I've always thought being able to cancel before 6 pm day of arrival was a little loose and don't blame them for changing their policy.  I do think, however, that a penalty of a full day's lodging is a little steep.

George


----------



## davidvel (Nov 19, 2014)

bogey21 said:


> I've always thought being able to cancel before 6 pm day of arrival was a little loose and don't blame them for changing their policy.  I do think, however, that a penalty of a full day's lodging is a little steep.
> 
> George



I agree with the first sentence. I actually think it would be better if it was a few days more. Many people book and then cancel last minute. These rooms cannot be recovered. If the hotel thought occupancy was much lower, there would be better rates.


----------



## mtm65 (Nov 20, 2014)

When traveling for business, the same day cancellation option was very nice.  Often times plans change during the course of a business day and I will miss the flexibility.  

For the family vacation, I agree that same day cancellation was very generous.

Maybe the cancellation policy should be different for the higher levels of the rewards programs (HHonors, etc)?


----------



## Passepartout (Nov 20, 2014)

I could see it if the hotel is full. But if they have vacant rooms anyway, there should not be a cancellation charge. Sort of like Southwest's policy of forcing 'plus size' passengers to pay for two seats unless the plane is not full.

Jim


----------



## 1Kflyerguy (Nov 20, 2014)

Passepartout said:


> I could see it if the hotel is full. But if they have vacant rooms anyway, there should not be a cancellation charge. Sort of like Southwest's policy of forcing 'plus size' passengers to pay for two seats unless the plane is not full.
> 
> Jim



I can see your point, but would be hard for them to implement and probably lead to lots of arguments is the hotel was actually full or not. With Southwest, its pretty obvious to anyone that looks around to see if the plane is full or not.

With a hotel, it much harder to tell, and you may have many different room types. 

Unfortunately a lot of business travelers book travel they never take, or book duplicate travel as a backup plan.  I have occasionally abandoned hotels or car rentals without calling to cancel when things change at the last minute.


----------



## isisdave (Nov 20, 2014)

In addition, flight cancellations or weather re-routings will now automatically trigger hotel penalties. There should be something like "half-day fee if cancelled by noon."

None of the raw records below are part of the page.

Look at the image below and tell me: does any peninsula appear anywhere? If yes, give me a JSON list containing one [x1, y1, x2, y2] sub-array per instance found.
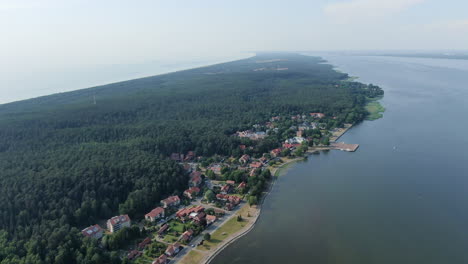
[[0, 53, 383, 264]]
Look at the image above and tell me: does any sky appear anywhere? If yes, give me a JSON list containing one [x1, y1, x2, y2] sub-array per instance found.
[[0, 0, 468, 104]]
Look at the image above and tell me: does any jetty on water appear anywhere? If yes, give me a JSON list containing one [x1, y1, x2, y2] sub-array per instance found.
[[330, 142, 359, 152]]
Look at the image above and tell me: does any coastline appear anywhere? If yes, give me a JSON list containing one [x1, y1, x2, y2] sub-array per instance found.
[[181, 124, 353, 264], [200, 157, 306, 264]]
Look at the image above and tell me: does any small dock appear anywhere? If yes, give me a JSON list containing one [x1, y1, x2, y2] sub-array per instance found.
[[330, 142, 359, 152]]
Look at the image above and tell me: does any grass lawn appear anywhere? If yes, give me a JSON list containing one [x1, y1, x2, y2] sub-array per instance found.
[[179, 250, 203, 264], [169, 220, 184, 233], [366, 101, 385, 120], [163, 234, 179, 243], [198, 206, 250, 250]]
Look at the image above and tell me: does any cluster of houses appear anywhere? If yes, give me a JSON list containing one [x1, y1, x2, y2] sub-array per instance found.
[[236, 130, 267, 140]]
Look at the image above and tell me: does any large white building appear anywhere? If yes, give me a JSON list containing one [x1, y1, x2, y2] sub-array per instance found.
[[107, 215, 131, 233]]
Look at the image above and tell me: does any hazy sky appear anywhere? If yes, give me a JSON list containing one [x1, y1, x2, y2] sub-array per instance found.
[[0, 0, 468, 103]]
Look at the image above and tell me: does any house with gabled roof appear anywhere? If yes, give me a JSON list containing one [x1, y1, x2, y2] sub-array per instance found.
[[145, 207, 164, 222], [107, 215, 131, 233], [81, 225, 103, 239], [161, 195, 180, 208]]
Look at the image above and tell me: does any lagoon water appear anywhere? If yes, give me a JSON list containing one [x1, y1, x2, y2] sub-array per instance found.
[[212, 56, 468, 264]]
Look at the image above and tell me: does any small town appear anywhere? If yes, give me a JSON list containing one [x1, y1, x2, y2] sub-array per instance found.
[[82, 113, 359, 264]]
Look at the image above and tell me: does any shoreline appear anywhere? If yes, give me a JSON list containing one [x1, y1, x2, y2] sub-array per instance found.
[[182, 124, 353, 264], [200, 155, 312, 264]]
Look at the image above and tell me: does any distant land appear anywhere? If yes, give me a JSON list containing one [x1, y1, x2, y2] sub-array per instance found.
[[0, 53, 384, 264]]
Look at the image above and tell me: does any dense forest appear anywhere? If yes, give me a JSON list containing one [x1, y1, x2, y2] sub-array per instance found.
[[0, 54, 383, 264]]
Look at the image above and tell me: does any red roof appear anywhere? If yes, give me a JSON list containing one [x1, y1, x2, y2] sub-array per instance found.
[[184, 187, 200, 194], [158, 224, 169, 234], [152, 254, 167, 264], [190, 171, 201, 178], [283, 143, 301, 148], [145, 207, 164, 218], [237, 182, 246, 189], [162, 195, 180, 205], [107, 215, 130, 226], [250, 161, 263, 168], [138, 237, 151, 249], [127, 250, 141, 260], [81, 225, 102, 237], [206, 215, 217, 223], [310, 113, 325, 118]]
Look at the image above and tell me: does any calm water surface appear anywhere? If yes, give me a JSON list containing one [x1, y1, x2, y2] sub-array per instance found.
[[212, 57, 468, 264]]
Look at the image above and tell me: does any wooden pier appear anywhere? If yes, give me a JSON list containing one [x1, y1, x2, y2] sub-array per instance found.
[[330, 142, 359, 152]]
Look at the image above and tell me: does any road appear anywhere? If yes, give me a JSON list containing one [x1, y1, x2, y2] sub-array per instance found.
[[171, 199, 244, 263]]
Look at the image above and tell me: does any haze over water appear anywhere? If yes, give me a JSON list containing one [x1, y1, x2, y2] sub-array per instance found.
[[212, 56, 468, 264]]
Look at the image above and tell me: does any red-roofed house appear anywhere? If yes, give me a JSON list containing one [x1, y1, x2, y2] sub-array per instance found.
[[184, 187, 200, 199], [249, 161, 263, 169], [216, 193, 227, 201], [161, 195, 180, 208], [206, 215, 218, 225], [164, 242, 181, 257], [270, 148, 283, 157], [151, 254, 167, 264], [283, 143, 301, 149], [145, 207, 164, 222], [138, 237, 151, 250], [189, 175, 202, 187], [107, 215, 131, 233], [180, 229, 193, 242], [127, 250, 142, 260], [249, 169, 257, 177], [158, 224, 169, 235], [239, 154, 250, 164], [237, 182, 247, 190], [81, 225, 103, 239], [220, 184, 231, 194], [310, 113, 325, 118]]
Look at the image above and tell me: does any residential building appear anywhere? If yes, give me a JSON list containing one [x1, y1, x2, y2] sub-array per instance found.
[[158, 224, 169, 236], [239, 154, 250, 164], [151, 254, 167, 264], [184, 187, 200, 199], [127, 250, 142, 260], [138, 237, 151, 250], [249, 161, 263, 169], [180, 229, 193, 242], [310, 113, 325, 118], [107, 215, 131, 233], [145, 207, 164, 222], [161, 195, 180, 208], [81, 225, 103, 239], [164, 242, 181, 257], [206, 215, 218, 225]]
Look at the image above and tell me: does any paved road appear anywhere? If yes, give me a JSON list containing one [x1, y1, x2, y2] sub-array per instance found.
[[171, 201, 244, 263]]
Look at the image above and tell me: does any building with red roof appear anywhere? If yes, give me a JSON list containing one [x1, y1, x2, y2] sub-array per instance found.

And I definitely agree that if the room is re-rented, (most of) the fee should not apply.


----------



## Rent_Share (Nov 20, 2014)

Haven't the airlines and hotels, dealt with this by overbooking, and only occasionally get caught with more passengers or occupants than capacity ?


----------



## LisaRex (Nov 23, 2014)

My WAG is that they are implementing penalties to try and circumvent people who make guaranteed reservations, then also try a last minute Priceline booking.  It stands to reason that the Priceline rate will drop significantly on the day of arrival.  If there's no penalty for canceling up until 6pm, it allows customers to re-book at a bargain rate with no pain.


----------